No. 2 Ohio State (8-0) at Northwestern (1-7), noon, ABC: The Buckeyes have three games before the highly anticipated meeting with No. 5 Michigan. That stretch begins with Northwestern, which has lost seven consecutive games and sits at the bottom of the Big Ten West.
No. 5 Michigan (8-0) at Rutgers (4-4), 7:30 p.m., Big Ten Network: If the Wolverines defeat Rutgers and Nebraska as they should, that could set up an interesting battle with Illinois (7-1), ranked No. 16, on Nov. 19.
No. 6 Alabama (7-1) at No. 10 LSU (6-2), 7 p.m., ESPN: The Tigers aren’t the joke they appeared to be following an opening loss to Florida State. LSU’s only other defeat came against Tennessee, and they’ve impressed to the point they came in 10th in the initial CFP rankings. Coach Brian Kelly has the offense humming, and LSU looks formidable. Alabama should still win, but it’s had a couple of close escapes already this season.
“Brian Kelly is proving he’s a great coach,” Stokan said. “Once he gets a couple years under his belt, gets the recruits he wants to bring in, I think LSU will be back consistently in that top 10. Brian is going to do a great job at LSU.”
No. 4 Clemson (8-0) at Notre Dame (5-3), 7:30 p.m., NBC: It hasn’t often been pretty, but Clemson has avoided slipping up. The Tigers would make the CFP with an undefeated record and ACC title. They’re through the tougher portion of the schedule, so they’re on track. Much to the chagrin of coach Dabo Swinney, the quarterback situation remains a conversation. D.J. Uiagalelei is perplexing, and top recruit Cade Klubnik has impressed in limited time.
Texas Tech (4-4) at No. 7 TCU (8-0), noon, Fox: Can TCU keep it going? The Horned Frogs have forced their way into the mix, and the Big 12 has a legitimate contender. The conference won’t get the benefit of the doubt, though, so TCU can’t afford even one mishap (Alabama is ranked ahead of TCU in the CFP despite having a loss). TCU tries to stay unbeaten against a Texas Tech team that’s winless on the road (0-3).

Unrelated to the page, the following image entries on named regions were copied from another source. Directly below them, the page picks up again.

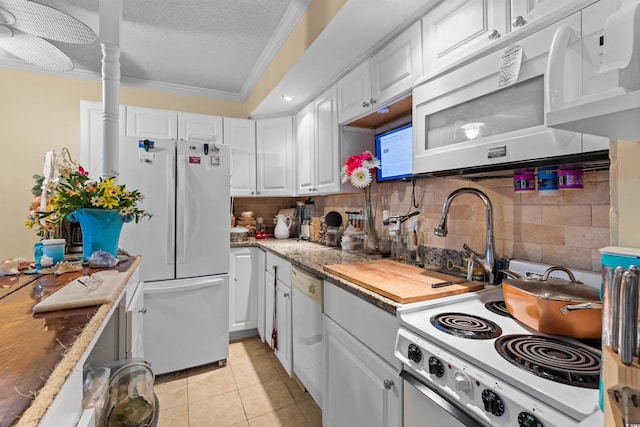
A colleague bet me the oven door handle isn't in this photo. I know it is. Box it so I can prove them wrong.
[400,370,485,427]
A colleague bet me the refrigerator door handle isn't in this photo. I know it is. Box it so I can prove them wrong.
[144,278,225,295]
[164,155,176,264]
[176,156,188,264]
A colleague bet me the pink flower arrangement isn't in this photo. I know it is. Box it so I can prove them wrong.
[341,151,380,189]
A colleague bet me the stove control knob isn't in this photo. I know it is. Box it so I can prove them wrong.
[453,371,471,393]
[429,356,444,378]
[482,389,504,417]
[407,344,422,363]
[518,412,544,427]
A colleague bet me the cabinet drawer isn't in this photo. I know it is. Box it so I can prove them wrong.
[323,281,400,369]
[266,252,291,287]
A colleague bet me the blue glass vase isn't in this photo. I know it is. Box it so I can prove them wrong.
[67,208,125,261]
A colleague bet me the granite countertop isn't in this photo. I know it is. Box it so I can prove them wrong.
[0,257,140,426]
[231,238,401,315]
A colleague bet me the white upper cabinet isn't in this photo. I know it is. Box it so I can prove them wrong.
[256,117,294,197]
[223,117,256,197]
[296,86,340,196]
[371,22,422,110]
[314,86,340,194]
[178,112,222,144]
[80,101,127,179]
[127,107,222,144]
[338,60,373,123]
[296,103,315,195]
[422,0,508,75]
[509,0,575,31]
[338,22,422,123]
[127,107,178,139]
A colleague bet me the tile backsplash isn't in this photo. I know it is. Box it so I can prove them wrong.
[234,171,610,271]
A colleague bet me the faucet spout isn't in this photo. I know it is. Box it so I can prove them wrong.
[433,187,496,285]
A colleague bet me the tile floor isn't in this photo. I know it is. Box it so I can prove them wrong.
[154,337,322,427]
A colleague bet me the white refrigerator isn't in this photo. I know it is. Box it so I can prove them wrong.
[118,137,230,374]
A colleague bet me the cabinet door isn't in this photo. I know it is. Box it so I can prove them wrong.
[127,107,178,139]
[422,0,508,75]
[178,112,223,144]
[338,61,371,123]
[256,117,295,196]
[371,22,422,110]
[313,86,340,194]
[296,103,316,196]
[509,0,575,31]
[80,101,127,180]
[274,280,293,376]
[125,283,147,359]
[229,248,258,332]
[223,117,256,197]
[322,316,402,427]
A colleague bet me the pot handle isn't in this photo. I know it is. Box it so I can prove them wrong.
[560,302,602,315]
[542,266,582,284]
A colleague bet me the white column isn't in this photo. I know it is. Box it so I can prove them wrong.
[99,0,122,178]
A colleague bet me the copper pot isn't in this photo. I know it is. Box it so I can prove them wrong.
[502,267,602,339]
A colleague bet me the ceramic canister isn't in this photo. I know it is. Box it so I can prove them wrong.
[513,169,536,192]
[538,166,558,196]
[558,166,583,190]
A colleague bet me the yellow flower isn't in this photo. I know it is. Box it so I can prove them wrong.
[102,197,118,209]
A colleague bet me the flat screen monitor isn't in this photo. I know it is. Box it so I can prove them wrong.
[376,123,413,182]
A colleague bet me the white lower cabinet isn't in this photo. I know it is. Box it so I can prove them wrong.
[322,315,402,427]
[322,281,402,427]
[264,252,293,376]
[229,247,262,332]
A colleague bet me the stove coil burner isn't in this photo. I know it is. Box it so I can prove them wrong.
[431,313,502,340]
[484,301,513,317]
[495,335,601,389]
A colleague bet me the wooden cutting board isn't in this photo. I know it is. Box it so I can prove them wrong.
[324,259,484,304]
[33,270,127,313]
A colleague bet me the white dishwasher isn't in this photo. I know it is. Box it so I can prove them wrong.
[291,266,324,408]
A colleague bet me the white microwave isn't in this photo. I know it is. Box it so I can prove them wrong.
[413,0,614,174]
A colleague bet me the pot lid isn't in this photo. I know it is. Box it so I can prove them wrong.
[502,267,600,302]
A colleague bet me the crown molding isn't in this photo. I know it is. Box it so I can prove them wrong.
[239,0,311,101]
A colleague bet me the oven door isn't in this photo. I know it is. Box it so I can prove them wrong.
[400,370,484,427]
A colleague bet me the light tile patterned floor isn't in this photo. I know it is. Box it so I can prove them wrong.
[154,337,322,427]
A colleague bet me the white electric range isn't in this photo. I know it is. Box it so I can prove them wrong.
[395,261,601,427]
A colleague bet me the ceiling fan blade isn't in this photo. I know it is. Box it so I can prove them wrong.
[0,0,96,44]
[0,29,73,71]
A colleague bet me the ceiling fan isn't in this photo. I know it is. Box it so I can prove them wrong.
[0,0,96,71]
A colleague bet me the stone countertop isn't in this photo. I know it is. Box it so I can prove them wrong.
[231,238,402,316]
[0,257,140,427]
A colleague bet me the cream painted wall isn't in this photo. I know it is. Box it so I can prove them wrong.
[611,141,640,248]
[0,69,243,260]
[0,0,346,260]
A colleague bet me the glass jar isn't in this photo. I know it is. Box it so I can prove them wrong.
[105,361,156,427]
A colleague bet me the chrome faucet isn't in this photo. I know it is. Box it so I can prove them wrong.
[433,187,496,285]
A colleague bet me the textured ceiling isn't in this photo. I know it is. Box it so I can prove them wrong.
[0,0,310,99]
[0,0,436,116]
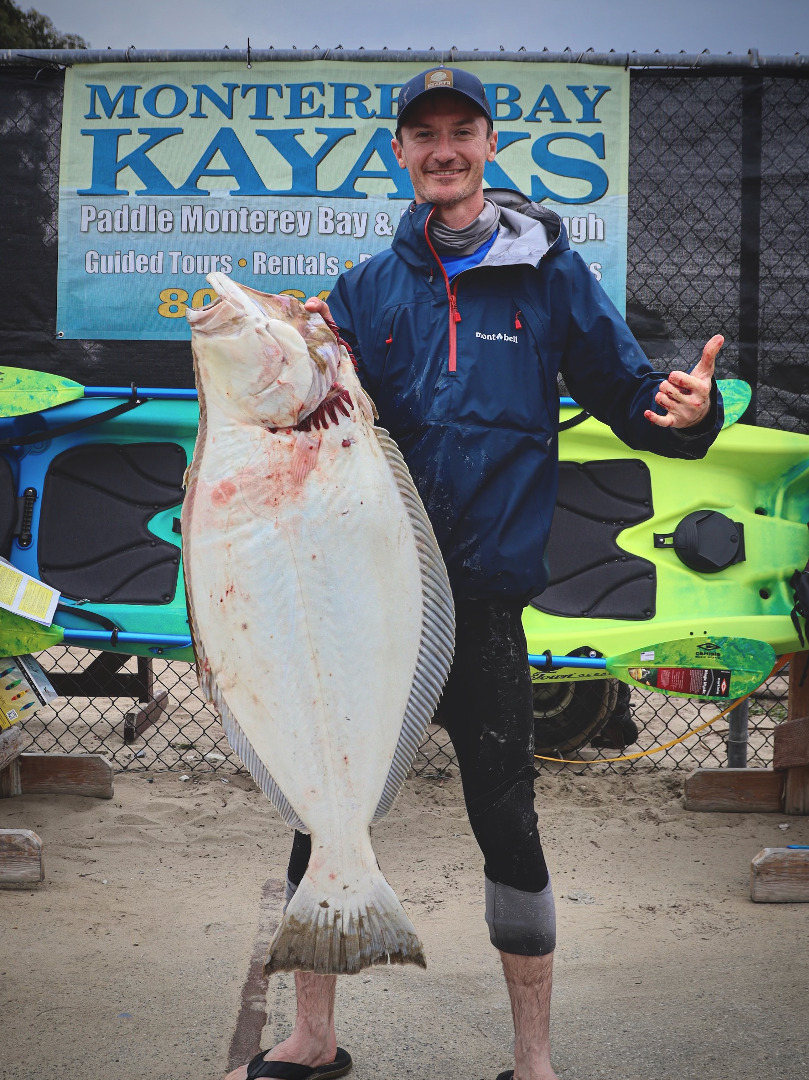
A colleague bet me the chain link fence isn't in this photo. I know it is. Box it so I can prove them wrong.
[0,59,809,777]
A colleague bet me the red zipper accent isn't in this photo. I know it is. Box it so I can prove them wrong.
[424,206,461,372]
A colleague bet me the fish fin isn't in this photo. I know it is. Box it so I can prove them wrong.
[356,387,379,423]
[292,431,321,484]
[265,866,427,975]
[374,428,455,821]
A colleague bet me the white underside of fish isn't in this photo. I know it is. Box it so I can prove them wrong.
[183,352,453,972]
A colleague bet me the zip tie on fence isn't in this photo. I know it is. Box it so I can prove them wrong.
[534,652,795,765]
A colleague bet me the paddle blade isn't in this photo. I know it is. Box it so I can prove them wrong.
[607,637,776,701]
[0,608,64,657]
[716,379,753,431]
[0,367,84,416]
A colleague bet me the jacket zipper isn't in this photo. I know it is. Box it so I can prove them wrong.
[424,207,461,374]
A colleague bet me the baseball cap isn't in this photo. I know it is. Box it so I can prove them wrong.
[396,67,491,127]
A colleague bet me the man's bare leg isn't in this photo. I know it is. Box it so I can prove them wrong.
[226,972,336,1080]
[500,953,557,1080]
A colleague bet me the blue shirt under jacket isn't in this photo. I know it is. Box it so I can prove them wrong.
[328,190,723,604]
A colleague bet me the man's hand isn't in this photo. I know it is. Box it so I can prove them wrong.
[648,330,725,428]
[304,296,334,323]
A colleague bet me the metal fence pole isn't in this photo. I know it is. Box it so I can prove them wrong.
[727,698,750,769]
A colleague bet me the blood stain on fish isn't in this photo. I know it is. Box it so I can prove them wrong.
[211,480,235,507]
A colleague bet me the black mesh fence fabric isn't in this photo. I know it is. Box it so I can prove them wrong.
[0,66,809,775]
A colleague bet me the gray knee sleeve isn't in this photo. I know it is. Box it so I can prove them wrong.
[284,877,298,910]
[486,877,556,956]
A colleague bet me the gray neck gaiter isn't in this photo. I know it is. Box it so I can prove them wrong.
[428,199,500,255]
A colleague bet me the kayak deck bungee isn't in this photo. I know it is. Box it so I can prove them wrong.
[0,392,199,661]
[523,408,809,665]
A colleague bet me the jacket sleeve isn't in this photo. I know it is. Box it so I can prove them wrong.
[561,253,724,458]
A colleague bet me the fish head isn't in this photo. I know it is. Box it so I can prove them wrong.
[187,272,340,428]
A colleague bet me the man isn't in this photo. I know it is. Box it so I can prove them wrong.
[228,67,723,1080]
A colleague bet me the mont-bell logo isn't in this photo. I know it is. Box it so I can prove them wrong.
[475,330,518,345]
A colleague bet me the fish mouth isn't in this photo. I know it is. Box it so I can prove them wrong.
[186,271,260,334]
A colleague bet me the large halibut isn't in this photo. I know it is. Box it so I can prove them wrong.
[183,273,454,973]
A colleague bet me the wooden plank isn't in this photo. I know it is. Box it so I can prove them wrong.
[685,769,784,813]
[782,765,809,814]
[772,716,809,769]
[0,724,25,772]
[18,754,112,799]
[750,848,809,904]
[0,828,45,885]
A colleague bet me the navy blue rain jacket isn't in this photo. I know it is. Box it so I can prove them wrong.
[328,191,723,604]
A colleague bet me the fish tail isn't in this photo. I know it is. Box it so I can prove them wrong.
[265,868,427,975]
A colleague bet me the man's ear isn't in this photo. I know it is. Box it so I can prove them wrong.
[391,138,406,168]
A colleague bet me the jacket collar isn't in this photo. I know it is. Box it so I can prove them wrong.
[391,188,569,270]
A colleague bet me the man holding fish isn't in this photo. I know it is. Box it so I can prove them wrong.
[228,67,723,1080]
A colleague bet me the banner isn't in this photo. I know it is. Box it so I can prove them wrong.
[56,60,630,340]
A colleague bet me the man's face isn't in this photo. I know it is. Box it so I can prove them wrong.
[393,90,497,213]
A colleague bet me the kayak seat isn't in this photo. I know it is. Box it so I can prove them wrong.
[37,443,186,604]
[0,458,17,558]
[531,458,657,620]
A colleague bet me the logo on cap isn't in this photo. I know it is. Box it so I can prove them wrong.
[424,68,453,90]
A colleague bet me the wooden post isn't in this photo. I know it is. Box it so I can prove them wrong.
[750,848,809,904]
[0,828,45,885]
[18,754,113,799]
[786,652,809,814]
[685,769,784,813]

No. 8 Oregon (7-1) at Colorado (1-7), 3:30 p.m., ESPN: It sounds crazy that Oregon is in the race after its 46-point loss to Georgia, but the Ducks have been perfect since. Quarterback Bo Nix looks like a new player. If the Ducks finish with one defeat, it’ll be interesting to see how the committee views their opening loss to Georgia at Mercedes-Benz Stadium.
“The Georgia loss becomes a great loss if, say, Georgia beats Tennessee and wins the East and beats the West winner,” Stokan said. “Now, if Georgia’s (ranked) 1 or 2 or 3 (in the final ranking), and Oregon’s only loss was to them, and they’re a Pac-12 champ, they’d get in the playoff, potentially. That’s how wide open it is right now.”
California (3-5) at No. 9 USC (7-1), 10:30 p.m., ESPN: The Trojans suffered a one-point loss to Utah in what’s been an otherwise successful first season under Lincoln Riley. USC faces No. 12 UCLA (7-1) in two weeks.
On the Pac-12:
This season is a revival for college football on the West Coast. No, none of these teams probably come close to the CFP bluebloods, but the Pac-12 boasts depth it hasn’t had in recent years. Oregon, USC, UCLA and Oregon State (No. 23) were in the CFP’s first Top 25. A year ago, Oregon (No. 4) was the conference’s lone representative.
“That only makes college football stronger,” Stokan said.